Y_train = [Y_oh_tr, Ymrs_train, Y_oh_tr]

def my_model( x_train, y_train, x_val, y_val, params ): . . .

loss = dict(
    m_out_reg= 'mse',
    out_bias   = 'categorical_crossentropy',
    out_reg2clf= 'categorical_crossentropy'
)
metrics = dict(
    m_out_reg = 'mae',
    out_bias  = 'accuracy',
    out_reg2clf = 'accuracy'

)
loss_weights = dict(
       m_out_reg = 20,
       out_bias   = 1,
       out_reg2clf=1

)
model.compile(optimizer=opti, loss=loss, metrics=metrics, loss_weights=loss_weights)

pth_r = 'drive/Colab_Notebooks/dnn_logs/5400/checkpoint_r_con_seq_rnn.hdf5'
pth_c = 'drive/Colab_Notebooks/dnn_logs/5400/checkpoint_c_con_seq_rnn.hdf5'
pth_r2c = 'drive/Colab_Notebooks/dnn_logs/5400/checkpoint_r2c_con_seq_rnn.hdf5'

reduceLR = ReduceLROnPlateau(monitor='loss', factor=0.42, patience=9, verbose=1, mode='auto', cooldown=10)
chkpt_c = ModelCheckpoint(pth_c, monitor='val_out_bias_acc', mode='max', verbose=2, save_best_only=True, save_weights_only=True, period=1)
chkpt_r = ModelCheckpoint(pth_r, monitor='val_m_out_reg_mean_absolute_error', mode='min', verbose=2, save_best_only=True, save_weights_only=True, period=1)
chkpt_r2c = ModelCheckpoint(pth_r2c, monitor='val_out_reg2clf_acc', mode='max', verbose=2, save_best_only=True, save_weights_only=True, period=1)

out = model.fit( x= [X_train[0] ,X_train[1],X_train[2] ,X_train[3] ,X_train[4] ,X_train[5] ,X_train[6]]
                , y=Y_train,
                epochs=150,
                batch_size=params['batch_size'],

                validation_data = [[X_test[0] ,X_test[1] ,X_test[2] ,X_test[3] ,X_test[4] ,X_test[5] ,X_test[6]], Y_test],

                callbacks = [chkpt_r, chkpt_c, chkpt_r2c, reduceLR] , class_weight =class_weight)

`

Then I call talos like this :

ta.Scan(X_train, Y_train , p, input_model, x_val=X_test , y_val=Y_test )

I get this error :

`AttributeError Traceback (most recent call last)

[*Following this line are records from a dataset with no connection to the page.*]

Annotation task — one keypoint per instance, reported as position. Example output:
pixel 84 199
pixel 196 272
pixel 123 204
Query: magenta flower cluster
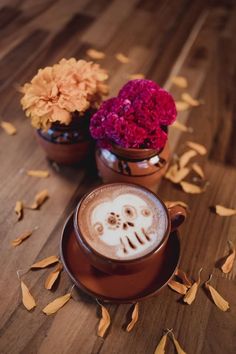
pixel 136 118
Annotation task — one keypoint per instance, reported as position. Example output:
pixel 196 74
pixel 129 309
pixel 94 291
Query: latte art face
pixel 122 221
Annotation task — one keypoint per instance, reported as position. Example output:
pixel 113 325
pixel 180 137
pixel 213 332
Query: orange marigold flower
pixel 57 91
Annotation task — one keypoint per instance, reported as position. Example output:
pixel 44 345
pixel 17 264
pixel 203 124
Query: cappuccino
pixel 122 221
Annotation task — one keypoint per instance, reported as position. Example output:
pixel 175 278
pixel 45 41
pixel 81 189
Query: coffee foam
pixel 122 221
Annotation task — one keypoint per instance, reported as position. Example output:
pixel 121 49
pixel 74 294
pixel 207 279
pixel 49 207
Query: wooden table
pixel 163 39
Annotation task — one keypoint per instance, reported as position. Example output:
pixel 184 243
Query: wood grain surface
pixel 162 38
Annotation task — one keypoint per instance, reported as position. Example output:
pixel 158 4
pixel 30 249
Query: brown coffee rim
pixel 111 299
pixel 80 237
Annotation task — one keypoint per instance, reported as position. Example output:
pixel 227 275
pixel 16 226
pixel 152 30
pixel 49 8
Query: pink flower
pixel 137 118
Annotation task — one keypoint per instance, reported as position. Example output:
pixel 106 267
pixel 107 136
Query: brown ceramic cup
pixel 175 217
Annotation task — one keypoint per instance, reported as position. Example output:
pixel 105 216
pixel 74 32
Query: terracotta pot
pixel 142 166
pixel 175 216
pixel 67 144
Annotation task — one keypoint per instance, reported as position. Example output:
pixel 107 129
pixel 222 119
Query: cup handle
pixel 177 216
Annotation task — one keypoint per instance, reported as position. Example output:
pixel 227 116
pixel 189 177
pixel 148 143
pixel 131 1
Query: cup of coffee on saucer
pixel 124 228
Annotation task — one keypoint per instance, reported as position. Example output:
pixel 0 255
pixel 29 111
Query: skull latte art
pixel 122 221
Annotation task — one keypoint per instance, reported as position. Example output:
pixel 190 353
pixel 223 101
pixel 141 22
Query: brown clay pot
pixel 141 166
pixel 67 144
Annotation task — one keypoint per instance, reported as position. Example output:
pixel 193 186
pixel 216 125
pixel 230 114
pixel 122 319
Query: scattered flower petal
pixel 192 292
pixel 191 188
pixel 200 149
pixel 180 81
pixel 182 106
pixel 56 304
pixel 178 287
pixel 21 238
pixel 27 298
pixel 186 97
pixel 38 173
pixel 95 54
pixel 53 276
pixel 134 318
pixel 176 175
pixel 39 199
pixel 184 159
pixel 223 211
pixel 220 302
pixel 183 276
pixel 8 128
pixel 122 58
pixel 19 207
pixel 45 262
pixel 177 345
pixel 104 322
pixel 229 261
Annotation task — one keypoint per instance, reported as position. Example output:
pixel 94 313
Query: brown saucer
pixel 115 288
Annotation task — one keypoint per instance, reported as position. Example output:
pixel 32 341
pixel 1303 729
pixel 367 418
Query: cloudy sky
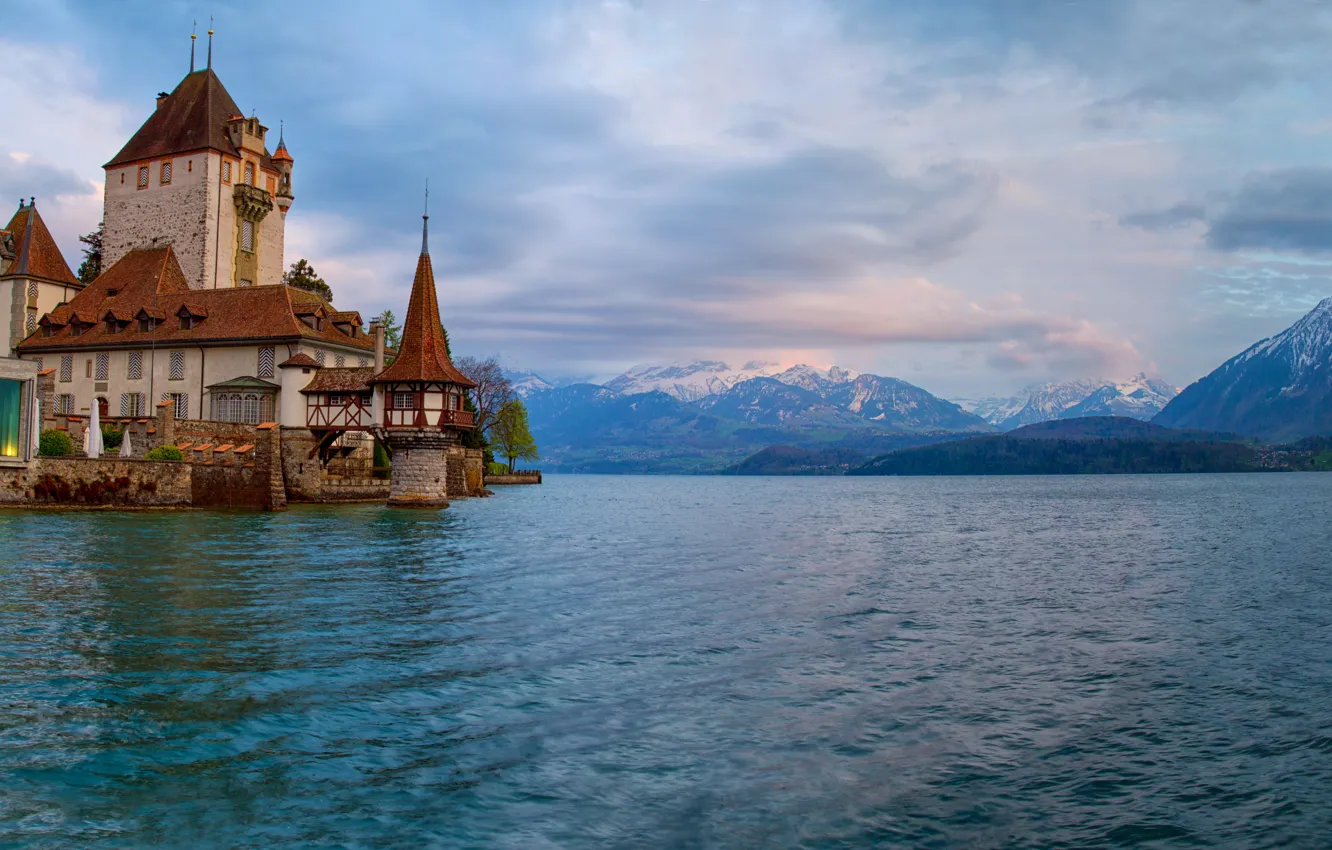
pixel 971 195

in () 1 import talos as ta 2 ----> 3 ta.Scan(X_train, Y_train , p,build_mdl , x_val=X_test , y_val=Y_test ) 2 frames /usr/local/lib/python3.6/dist-packages/talos/scan/Scan.py in __init__(self, x, y, params, model, dataset_name, experiment_no, x_val, y_val, val_split, shuffle, round_limit, grid_downsample, random_method, seed, search_method, reduction_method, reduction_interval, reduction_window, reduction_threshold, reduction_metric, reduce_loss, last_epoch_value, clear_tf_session, disable_progress_bar, print_params, debug) 168 # input parameters section ends 169 --> 170 self._null = self.runtime() 171 172 def runtime(self): /usr/local/lib/python3.6/dist-packages/talos/scan/Scan.py in runtime(self) 172 def runtime(self): 173 --> 174 self = scan_prepare(self) 175 self = scan_run(self) /usr/local/lib/python3.6/dist-packages/talos/scan/scan_prepare.py in scan_prepare(self) 56 57 # create the data asset ---> 58 self.y_max = self.y.max() 59 self = validation_split(self) 60 self.shape = classify(self.y) AttributeError: 'list' object has no attribute 'max'` Plesae help to fix
mikkokotila commented 5 years ago

Maybe this is useful for you #154. Once that is resolved, also your case is resolved.

mikkokotila commented 5 years ago

This is now resolved in daily dev. See #154 for more details. Closing here.